Miller’s PortraitThe portraits in the Canterbury Tales General Prologue are often described as a cross section
or picture gallery of 14th century society. There is an indication in these phrases of the "enclosed frame" of each pilgrim's
description, introduced by the classic rubric of biography ‘the Miller was’ or ‘there was’. Yet this
formality implicit in the estates satire is here set against the disorganized piling up if detail, the ‘collusion of
impression from the collision of detail’ as Baldwin put it. Contrasted with the accepted description, Chaucer method
of contrapuntucal detail and jumping from ‘shinbone to cookery’ gives a suggestive, yet vivid picture. In this
passage, the Miller is described by build, beard, and a wart on his noseh, yet the ‘character’ is captured.
This
is further amplified by the paratactic syntax, putting things side by side without much comment, a steady cataloguing of ‘and’.
Everything is pulled together with the sense of what Baldwin calls the radix trait, in this case the Miller’s physicality,
as well as by a consistently detailed focus, as though the narrator is looking through a magnifying glass – we see the
hairs on the ‘werte’.
This naturalism is also clear in the similes, which Hazlitt described as acting
as an index pointing to the subject. In the Miller's portrait the external detail figured metaphorically by the spade, the
bristles on a sowe and the furnace all act as indicators of inner character and also link the figure with the tale he is to
tell, as the furnace with the smith.
The truthfulness seems at odds with the narrator’s naiveté, made clear in
the use of hyperbole. An example in htis passage is ‘wel koude he stele’ where as Hoffman says, the reader seems
to be tipped into the act of judging by the sense that if this seems reprehensible, there must be standard by which it appears
to be so. The "wel", in its incongruity, adds to the problems this line creates. Howard has argued that Chaucer-pilgrims wide-eyed
position is in fact a Christian one, stemming from what he argues is the profound irony of loving the man but hating the sin.
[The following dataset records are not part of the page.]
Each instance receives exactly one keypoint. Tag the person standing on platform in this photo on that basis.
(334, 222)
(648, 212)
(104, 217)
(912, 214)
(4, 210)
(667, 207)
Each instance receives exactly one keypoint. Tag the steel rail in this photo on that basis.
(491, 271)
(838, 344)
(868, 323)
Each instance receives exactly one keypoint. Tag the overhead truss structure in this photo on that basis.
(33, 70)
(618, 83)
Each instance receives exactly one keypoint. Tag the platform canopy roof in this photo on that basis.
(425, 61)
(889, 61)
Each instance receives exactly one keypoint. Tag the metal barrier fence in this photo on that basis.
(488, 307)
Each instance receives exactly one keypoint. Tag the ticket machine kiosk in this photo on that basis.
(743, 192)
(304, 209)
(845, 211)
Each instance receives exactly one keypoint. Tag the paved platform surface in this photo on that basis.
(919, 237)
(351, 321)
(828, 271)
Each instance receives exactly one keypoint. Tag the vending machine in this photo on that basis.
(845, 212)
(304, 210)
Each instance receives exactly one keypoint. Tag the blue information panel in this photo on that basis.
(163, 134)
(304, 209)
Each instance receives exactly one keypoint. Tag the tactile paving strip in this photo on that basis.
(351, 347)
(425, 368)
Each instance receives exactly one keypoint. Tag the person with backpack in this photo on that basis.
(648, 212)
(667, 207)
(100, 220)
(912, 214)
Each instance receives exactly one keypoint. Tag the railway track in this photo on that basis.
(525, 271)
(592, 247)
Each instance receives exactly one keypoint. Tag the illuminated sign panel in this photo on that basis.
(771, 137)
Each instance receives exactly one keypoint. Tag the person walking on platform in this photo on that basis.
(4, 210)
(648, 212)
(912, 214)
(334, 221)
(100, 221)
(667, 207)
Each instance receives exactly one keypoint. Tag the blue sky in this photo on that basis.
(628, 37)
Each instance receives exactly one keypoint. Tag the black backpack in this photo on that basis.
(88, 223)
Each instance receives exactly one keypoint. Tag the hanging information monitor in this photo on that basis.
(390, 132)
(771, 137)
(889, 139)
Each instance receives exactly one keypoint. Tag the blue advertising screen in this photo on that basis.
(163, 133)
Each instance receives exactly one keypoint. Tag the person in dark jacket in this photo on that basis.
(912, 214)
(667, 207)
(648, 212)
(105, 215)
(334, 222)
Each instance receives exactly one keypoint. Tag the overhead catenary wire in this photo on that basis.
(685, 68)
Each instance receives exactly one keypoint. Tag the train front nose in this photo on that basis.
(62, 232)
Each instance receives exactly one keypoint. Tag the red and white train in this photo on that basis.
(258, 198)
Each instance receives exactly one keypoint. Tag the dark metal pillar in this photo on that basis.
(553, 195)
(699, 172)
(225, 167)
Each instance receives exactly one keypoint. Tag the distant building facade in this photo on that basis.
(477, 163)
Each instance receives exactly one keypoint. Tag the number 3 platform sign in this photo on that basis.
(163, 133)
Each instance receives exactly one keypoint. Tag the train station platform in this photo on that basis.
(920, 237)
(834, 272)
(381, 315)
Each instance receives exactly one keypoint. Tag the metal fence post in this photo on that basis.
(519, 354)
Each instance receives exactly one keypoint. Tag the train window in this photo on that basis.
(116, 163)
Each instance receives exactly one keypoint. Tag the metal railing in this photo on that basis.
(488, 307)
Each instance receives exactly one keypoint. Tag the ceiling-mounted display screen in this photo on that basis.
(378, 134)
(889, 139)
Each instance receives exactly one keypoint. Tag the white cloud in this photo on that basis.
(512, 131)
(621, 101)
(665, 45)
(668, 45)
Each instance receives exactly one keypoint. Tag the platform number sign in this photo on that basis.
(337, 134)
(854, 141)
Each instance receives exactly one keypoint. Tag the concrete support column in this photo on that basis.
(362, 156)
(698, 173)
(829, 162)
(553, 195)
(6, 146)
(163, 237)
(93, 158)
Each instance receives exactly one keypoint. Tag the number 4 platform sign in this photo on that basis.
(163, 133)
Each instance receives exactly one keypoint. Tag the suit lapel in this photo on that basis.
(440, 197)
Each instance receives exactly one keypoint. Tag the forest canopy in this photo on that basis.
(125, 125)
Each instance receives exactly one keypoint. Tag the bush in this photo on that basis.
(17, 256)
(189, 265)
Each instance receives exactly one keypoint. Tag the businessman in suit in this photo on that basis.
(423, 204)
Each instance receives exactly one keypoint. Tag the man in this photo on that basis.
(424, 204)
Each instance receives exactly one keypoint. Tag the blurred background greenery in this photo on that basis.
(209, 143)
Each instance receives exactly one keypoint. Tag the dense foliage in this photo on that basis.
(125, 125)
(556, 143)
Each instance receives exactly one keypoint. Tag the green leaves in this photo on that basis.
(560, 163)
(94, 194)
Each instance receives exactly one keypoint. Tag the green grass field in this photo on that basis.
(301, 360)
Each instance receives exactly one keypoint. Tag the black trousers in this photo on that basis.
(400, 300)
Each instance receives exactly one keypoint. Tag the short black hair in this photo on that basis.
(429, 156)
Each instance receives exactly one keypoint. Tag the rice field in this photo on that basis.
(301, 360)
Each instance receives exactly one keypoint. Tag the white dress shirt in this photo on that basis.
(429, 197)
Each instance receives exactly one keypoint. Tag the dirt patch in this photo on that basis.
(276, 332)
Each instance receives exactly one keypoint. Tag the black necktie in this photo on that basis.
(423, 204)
Here however, the ‘wel’ seems less a gullible readiness to love the sinner than a genial joke. As Donaldson points
out, the narrator does recognise rascals when they are in the lower classes, but at the same time seems to have a kind of
grudging admiration for efficient thievery.
Pearsall and Eberle have commented on Chaucer’s remarkable
lack of outrage toward the word of commerce, an ambivalence some have attributed to his ‘Janus like social position’
between the court and his own origins, and the narrator in a sense is given a degree of sophistication here, listing the fault
but seeing it as a virtue on a level with musical skill.
The bagpipes are obviously linked with the Miller’s
potency and indicate his knowledge of synne, but they are also, like the furnace, a link to his tale, where as Patterson says,
Nature is not only accepted but redeemed. This is most obvious in the scene where the ‘belle of luades’ harmonises
with Alisoun and Nicholas’s melodye. Music also links with what Lindahl sees as a central structural element in the
CT – the medieval festival which account for the emphasis on the group. Howard argued that the idea of serial progression
in the GP ought to be discarded, for the view that Chaucer is here presenting society in little, and that thus the GP is realistic
in detail, universal in depiction of group tendency and profoundly medieval in it’s recognition that ‘this world
is nat so strong’
There is a consistent carnivalesque element in the CT, which is at odds with the pilgrimage,
yet also an inevitable part of its dualistic focus as Bisson says. In the passage, it is notable that as opposed to ideal
pilgrims all the information we are given is external with four lines of qualities, none of which have any direct connection
with the ‘ful devout corage’ of going on pilgrimage.
Described in terms of bestiality, and with the
reference to the sowe, a very clear signal of connection with carnival, his disruptiveness indicated by the anecdotal evidence
given matter-of-factly that he uses his head not for rational thought but for breaking down doors.